As the university prepares to remove 14 dioramas depicting Native American cultures out of the Exhibit Museum of Natural History, members of the public can learn why the 50-year-old displays have raised concerns from both native and non-native visitors.
Philip Deloria, professor of history and professor of American culture, talks about new messages placed among 14 dioramas depicting Native American culture at the Exhibit Museum of Natural History. (Photo by Scott Galvin, U-M Photo Services)

New overlay messages placed on and around the dioramas supplement text long presented with the fourth floor hallway displays, which depict Native Americans in miniature, engaged in various historical activities.

"We were concerned that we were leaving the impression that Native Americans are extinct, just like the dinosaurs on the second floor," said Museum Director Amy Harris. She said museums around the world have also been facing issues about the depiction of native populations.

"Each of these Native American dioramas purports to represent an entire culture, inevitably resorting to stereotypes and simplification," Harris said. "This overlooks the vast multiplicity of real people, who lived in real time, and whose descendants continue on in modern society."

The interpretive overlay has received its own exhibit title, Native American Dioramas in Transition. Written messages — affixed to the diorama glass —address concerns, suggest new ways of learning about native cultures and provide an opportunity for comment.

The dioramas and the interpretive exhibit overlay will remain on display through Jan. 4, when they will be moved to storage.

Harris made the decision to remove the dioramas with the support of LSA Dean Terry McDonald and the faculty in the Native American Studies Program. "This decision is guided by the university's and the Exhibit Museum's dedication to advancing scholarship and best practices, collaboration, and support of our diverse community," Harris said.

Philip Deloria, professor of history and professor of American culture, LSA, was among those working on this issue. "There were a lot of stakeholders who were consulted, it was an incredibly thorough process," Deloria said. Among those surveyed were teachers, children, an anthropologist and members of the native community.

Harris said there was added incentive to make the change in this particular year, as it has been identified as the LSA theme year Meaningful Objects: Museums in the Academy.

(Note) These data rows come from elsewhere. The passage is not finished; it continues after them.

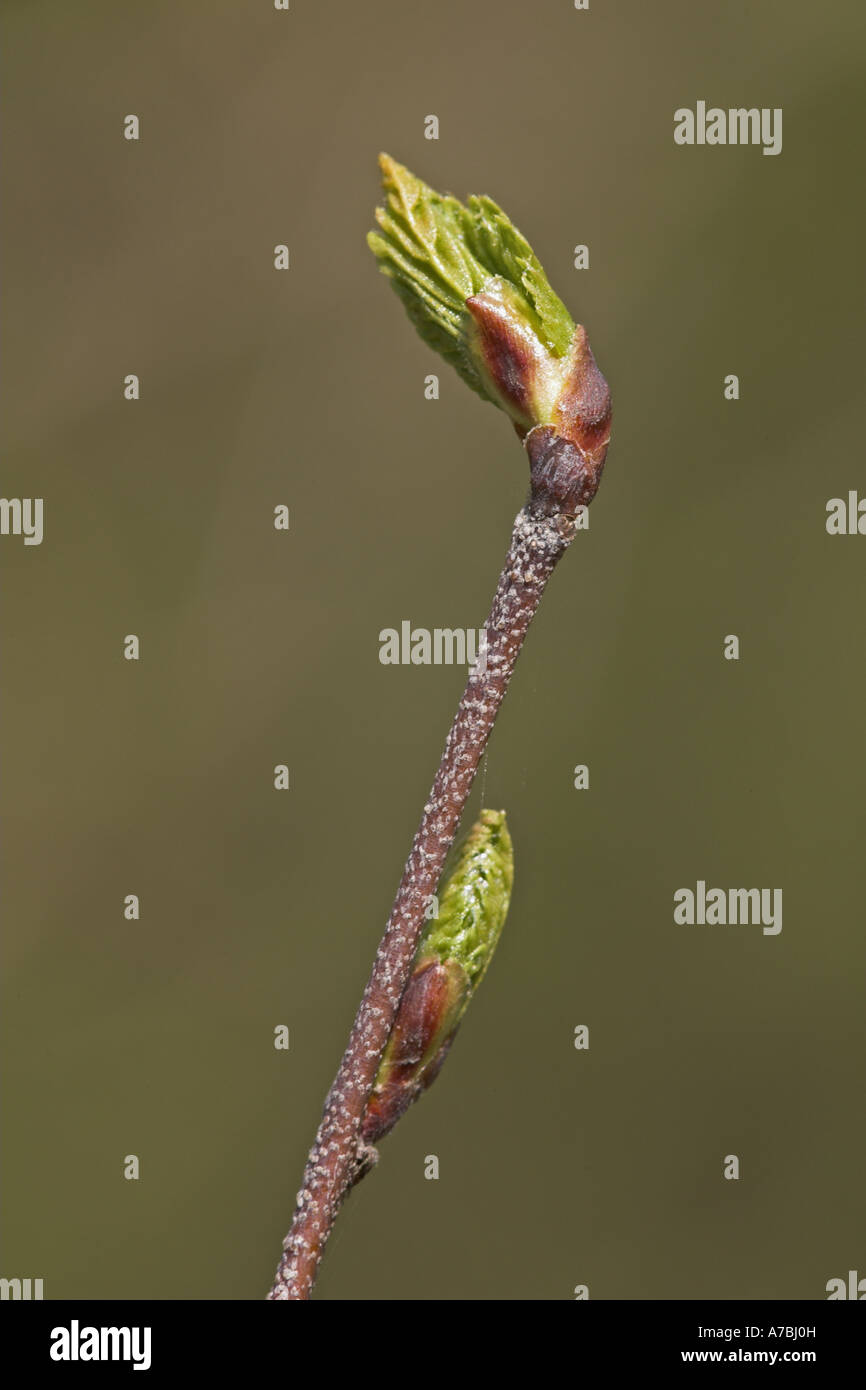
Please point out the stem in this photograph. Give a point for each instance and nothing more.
(542, 533)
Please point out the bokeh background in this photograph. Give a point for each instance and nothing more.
(257, 648)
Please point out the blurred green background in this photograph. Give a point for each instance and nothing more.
(257, 648)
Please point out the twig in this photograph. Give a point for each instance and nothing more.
(563, 478)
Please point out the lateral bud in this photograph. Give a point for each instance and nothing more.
(449, 965)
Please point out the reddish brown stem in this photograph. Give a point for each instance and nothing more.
(565, 476)
(537, 544)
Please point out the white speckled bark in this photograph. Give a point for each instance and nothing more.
(537, 544)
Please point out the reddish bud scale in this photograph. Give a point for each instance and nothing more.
(421, 1034)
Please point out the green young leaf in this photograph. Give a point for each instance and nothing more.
(439, 253)
(474, 904)
(452, 957)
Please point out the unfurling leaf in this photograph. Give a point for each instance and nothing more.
(452, 957)
(477, 293)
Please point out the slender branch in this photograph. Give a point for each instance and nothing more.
(562, 478)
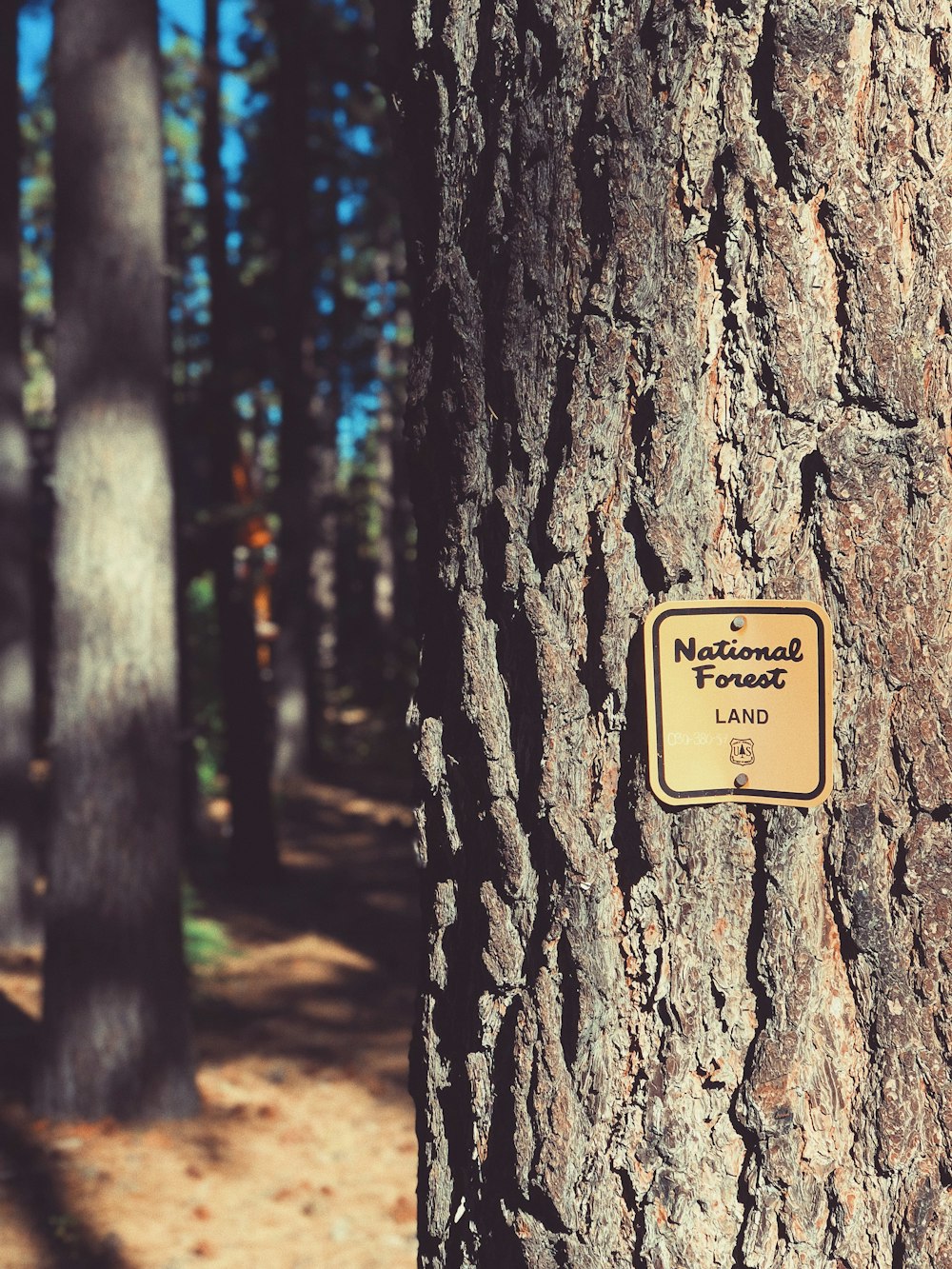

The Native American dioramas were completed by Robert Butsch in 1969. Harris said that while the dioramas have been popular with many visitors, concerns had been raised over their context in a natural history museum and the stereotyping and oversimplification inherent in the diorama as a display technique.

"Each generation of scholars finds more effective ways to gather knowledge and present it accurately to others. Consequently, norms and best practices change over time in all academic areas, including museum studies and Native American studies," Harris said.

"We looked at what other museums were doing, and what the best practices currently are in the museum field. We felt that the best decision was to take them off public display. There are ongoing discussions about future displays in other, more appropriate locations on campus."

A planned overhaul of all exhibits in the museum's 4th floor hallway will focus on earth science, minerals, and astronomy and cosmology, Harris said.